Un peu de magie pour Noël ?

dimanche 1 septembre 2013

Sukau

Quand on descend de l’hôpital en venant de Sandakan, c’est la mosquée que l’on voit en premier. C’est un petit bâtiment simple. A peine un hexagone de planches et de briques avec un toit pointu et, posé en équilibre au faît, une coiffe en croissant de lune qui brille au soleil. En serrant fort on doit pouvoir y faire asseoir une vingtaine de personnes mais c’est rare qu’il y en est autant de toute façon.

Notre mosquée devait faire un peu pitié car on la repeinte avant le ramadan. A l’heure où je vous parle, les murs sont jaunes canari et le toit bleu roi. C’est du meilleur effet. La ferveur de tout le village s’en est trouvée ragaillardie. Le minaret en bois qui se dresse à côté mais pour combien de temps encore a lui aussi subit une cure de jeunesse et l’appel du muezzine résonne désormais en technicolor.

Passé la mosquée vous entrez véritablement dans le cœur du village. C’est une grande place cabossée, poussiéreuse le matin, boueuse le soir et cernée de braves maisons vermoulues. Chacune de ces façades assoupies est le siège d’activités plus ou moins secrètes que mes humeurs vagabondes percent au jour le jour.

Impossible de deviner sans franchir le seuil que ce salon est une poissonnerie, cette arrière cuisine une superette et que cette respectable grand-mère à qui la veille j’avais déchargé les volumineux cartons est à la tête d’un trafic de cigarettes de contrebande !

L’école élémentaire prolonge un peu la perspective en laissant entrevoir derrière son sévère portail un grand espace d’herbe rafraichissante. Il faut signaler que le seul « restaurant » qui vaille en ville est la cantine scolaire. Le fait est sans doute unique au monde.

Le dernier côté est le Kinabatangan. Chocolat avec de vraies pépites qui flottent sur le dessus. On pouvait y accéder il y a longtemps par une jolie jetée mais le ponton a été emporté. Les visiteurs doivent désormais emprunter la voie des hautes herbes le long de l’ancien escalier - c’est rageant. Le chemin est glissant, la planche trop souple et les accidents malheureusement fréquents.

Ca en fait un bon endroit pour fumer des cigarettes.

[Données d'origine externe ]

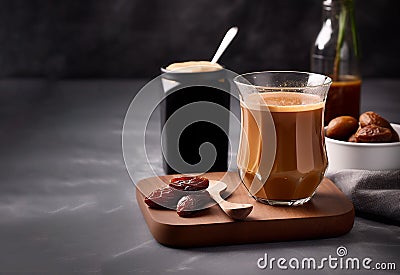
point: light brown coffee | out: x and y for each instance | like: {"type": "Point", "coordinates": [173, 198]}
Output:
{"type": "Point", "coordinates": [300, 159]}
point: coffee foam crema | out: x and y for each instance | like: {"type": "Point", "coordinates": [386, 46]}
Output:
{"type": "Point", "coordinates": [194, 67]}
{"type": "Point", "coordinates": [282, 101]}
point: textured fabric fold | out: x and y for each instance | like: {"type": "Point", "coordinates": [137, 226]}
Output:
{"type": "Point", "coordinates": [375, 193]}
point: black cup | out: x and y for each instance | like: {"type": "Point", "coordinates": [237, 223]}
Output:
{"type": "Point", "coordinates": [195, 121]}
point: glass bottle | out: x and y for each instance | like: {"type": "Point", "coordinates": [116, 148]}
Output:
{"type": "Point", "coordinates": [336, 53]}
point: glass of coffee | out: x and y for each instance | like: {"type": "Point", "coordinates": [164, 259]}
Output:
{"type": "Point", "coordinates": [282, 157]}
{"type": "Point", "coordinates": [195, 117]}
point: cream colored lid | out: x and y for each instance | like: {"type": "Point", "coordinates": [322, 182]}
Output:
{"type": "Point", "coordinates": [194, 66]}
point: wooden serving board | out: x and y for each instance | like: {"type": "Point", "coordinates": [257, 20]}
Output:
{"type": "Point", "coordinates": [328, 214]}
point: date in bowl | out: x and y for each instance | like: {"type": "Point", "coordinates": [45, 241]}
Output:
{"type": "Point", "coordinates": [366, 156]}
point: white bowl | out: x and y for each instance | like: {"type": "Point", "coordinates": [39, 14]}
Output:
{"type": "Point", "coordinates": [366, 156]}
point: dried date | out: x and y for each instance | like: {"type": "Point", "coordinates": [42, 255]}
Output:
{"type": "Point", "coordinates": [342, 127]}
{"type": "Point", "coordinates": [373, 133]}
{"type": "Point", "coordinates": [372, 118]}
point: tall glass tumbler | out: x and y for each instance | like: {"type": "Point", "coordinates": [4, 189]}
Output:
{"type": "Point", "coordinates": [282, 157]}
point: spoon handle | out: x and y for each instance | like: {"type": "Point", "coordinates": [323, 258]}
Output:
{"type": "Point", "coordinates": [237, 211]}
{"type": "Point", "coordinates": [224, 44]}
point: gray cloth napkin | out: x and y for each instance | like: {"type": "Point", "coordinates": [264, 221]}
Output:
{"type": "Point", "coordinates": [375, 194]}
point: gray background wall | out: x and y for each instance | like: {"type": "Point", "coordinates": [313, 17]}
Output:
{"type": "Point", "coordinates": [122, 38]}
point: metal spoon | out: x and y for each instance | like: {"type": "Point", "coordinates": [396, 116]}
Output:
{"type": "Point", "coordinates": [237, 211]}
{"type": "Point", "coordinates": [230, 34]}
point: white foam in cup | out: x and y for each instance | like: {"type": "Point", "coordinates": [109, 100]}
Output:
{"type": "Point", "coordinates": [194, 67]}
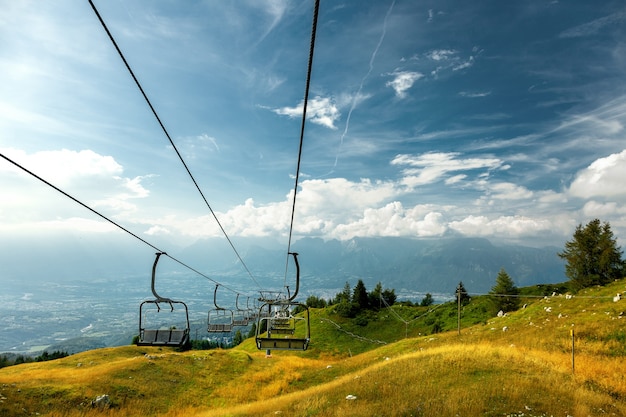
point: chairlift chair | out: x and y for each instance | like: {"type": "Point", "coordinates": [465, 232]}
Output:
{"type": "Point", "coordinates": [241, 317]}
{"type": "Point", "coordinates": [161, 336]}
{"type": "Point", "coordinates": [284, 331]}
{"type": "Point", "coordinates": [219, 320]}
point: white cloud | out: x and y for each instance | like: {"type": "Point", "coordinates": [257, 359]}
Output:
{"type": "Point", "coordinates": [321, 111]}
{"type": "Point", "coordinates": [431, 167]}
{"type": "Point", "coordinates": [479, 95]}
{"type": "Point", "coordinates": [595, 209]}
{"type": "Point", "coordinates": [509, 191]}
{"type": "Point", "coordinates": [594, 26]}
{"type": "Point", "coordinates": [95, 180]}
{"type": "Point", "coordinates": [392, 220]}
{"type": "Point", "coordinates": [65, 166]}
{"type": "Point", "coordinates": [503, 227]}
{"type": "Point", "coordinates": [403, 81]}
{"type": "Point", "coordinates": [441, 54]}
{"type": "Point", "coordinates": [604, 177]}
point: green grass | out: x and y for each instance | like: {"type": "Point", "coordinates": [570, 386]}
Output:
{"type": "Point", "coordinates": [484, 371]}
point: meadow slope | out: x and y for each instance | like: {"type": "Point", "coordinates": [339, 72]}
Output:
{"type": "Point", "coordinates": [519, 364]}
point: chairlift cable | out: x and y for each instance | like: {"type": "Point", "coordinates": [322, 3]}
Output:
{"type": "Point", "coordinates": [119, 226]}
{"type": "Point", "coordinates": [119, 51]}
{"type": "Point", "coordinates": [304, 108]}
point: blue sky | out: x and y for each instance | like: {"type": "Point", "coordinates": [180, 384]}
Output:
{"type": "Point", "coordinates": [502, 120]}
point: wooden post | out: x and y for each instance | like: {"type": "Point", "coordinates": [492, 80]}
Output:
{"type": "Point", "coordinates": [571, 332]}
{"type": "Point", "coordinates": [458, 298]}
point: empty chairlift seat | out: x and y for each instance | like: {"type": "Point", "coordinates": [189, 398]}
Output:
{"type": "Point", "coordinates": [159, 334]}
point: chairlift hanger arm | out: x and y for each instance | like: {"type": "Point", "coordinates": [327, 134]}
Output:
{"type": "Point", "coordinates": [295, 259]}
{"type": "Point", "coordinates": [158, 297]}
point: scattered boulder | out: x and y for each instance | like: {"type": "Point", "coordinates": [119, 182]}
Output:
{"type": "Point", "coordinates": [101, 401]}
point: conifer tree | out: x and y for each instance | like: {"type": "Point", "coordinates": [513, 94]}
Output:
{"type": "Point", "coordinates": [460, 289]}
{"type": "Point", "coordinates": [504, 293]}
{"type": "Point", "coordinates": [359, 296]}
{"type": "Point", "coordinates": [592, 256]}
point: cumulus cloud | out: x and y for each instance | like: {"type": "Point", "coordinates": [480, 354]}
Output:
{"type": "Point", "coordinates": [320, 110]}
{"type": "Point", "coordinates": [94, 179]}
{"type": "Point", "coordinates": [504, 226]}
{"type": "Point", "coordinates": [62, 167]}
{"type": "Point", "coordinates": [604, 177]}
{"type": "Point", "coordinates": [392, 220]}
{"type": "Point", "coordinates": [402, 81]}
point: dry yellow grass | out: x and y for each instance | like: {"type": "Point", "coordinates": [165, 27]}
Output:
{"type": "Point", "coordinates": [484, 372]}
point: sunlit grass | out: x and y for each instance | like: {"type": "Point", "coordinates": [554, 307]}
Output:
{"type": "Point", "coordinates": [526, 370]}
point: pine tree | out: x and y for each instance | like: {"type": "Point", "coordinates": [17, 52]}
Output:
{"type": "Point", "coordinates": [592, 256]}
{"type": "Point", "coordinates": [359, 296]}
{"type": "Point", "coordinates": [460, 289]}
{"type": "Point", "coordinates": [504, 293]}
{"type": "Point", "coordinates": [427, 300]}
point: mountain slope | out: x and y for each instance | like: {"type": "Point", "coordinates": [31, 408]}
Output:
{"type": "Point", "coordinates": [484, 371]}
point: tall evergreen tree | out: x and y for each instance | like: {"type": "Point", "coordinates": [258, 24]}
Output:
{"type": "Point", "coordinates": [460, 289]}
{"type": "Point", "coordinates": [427, 300]}
{"type": "Point", "coordinates": [505, 293]}
{"type": "Point", "coordinates": [592, 256]}
{"type": "Point", "coordinates": [375, 301]}
{"type": "Point", "coordinates": [359, 296]}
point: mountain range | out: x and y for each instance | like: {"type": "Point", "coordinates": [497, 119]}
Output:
{"type": "Point", "coordinates": [409, 265]}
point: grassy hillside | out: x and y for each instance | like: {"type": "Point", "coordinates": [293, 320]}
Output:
{"type": "Point", "coordinates": [380, 359]}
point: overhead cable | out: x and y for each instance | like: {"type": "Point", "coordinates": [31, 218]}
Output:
{"type": "Point", "coordinates": [110, 221]}
{"type": "Point", "coordinates": [304, 108]}
{"type": "Point", "coordinates": [119, 51]}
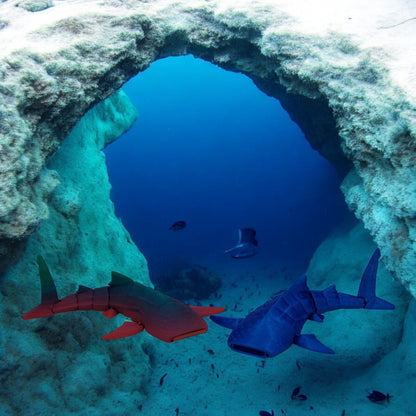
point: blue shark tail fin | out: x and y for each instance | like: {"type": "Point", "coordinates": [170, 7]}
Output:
{"type": "Point", "coordinates": [367, 290]}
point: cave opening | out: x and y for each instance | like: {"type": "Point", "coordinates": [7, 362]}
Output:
{"type": "Point", "coordinates": [211, 149]}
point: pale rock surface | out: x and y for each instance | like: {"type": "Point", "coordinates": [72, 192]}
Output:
{"type": "Point", "coordinates": [344, 68]}
{"type": "Point", "coordinates": [61, 362]}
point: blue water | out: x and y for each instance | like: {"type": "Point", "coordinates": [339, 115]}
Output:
{"type": "Point", "coordinates": [211, 149]}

Au centre de ce petit univers trônent les institutions les plus remarquables et les plus essentielles. Le bureau du Barisan national, la salle des fêtes et bien sûr, j’ose à peine prononcer son nom tant il est précieux et délicat, le point Internet.

C’est sur cette place que chaque matin et chaque soir arrivent et repartent les enfants de la région. Beaucoup viennent de loin en bateaux. Les jeunes filles portent de longs tudongs blancs, parfois rose ou violet et quand la cloche sonne c’est comme une multitude de papillons géants qui s’envolent en riant.

Le fourgon scolaire :) dont nul se s'échappe!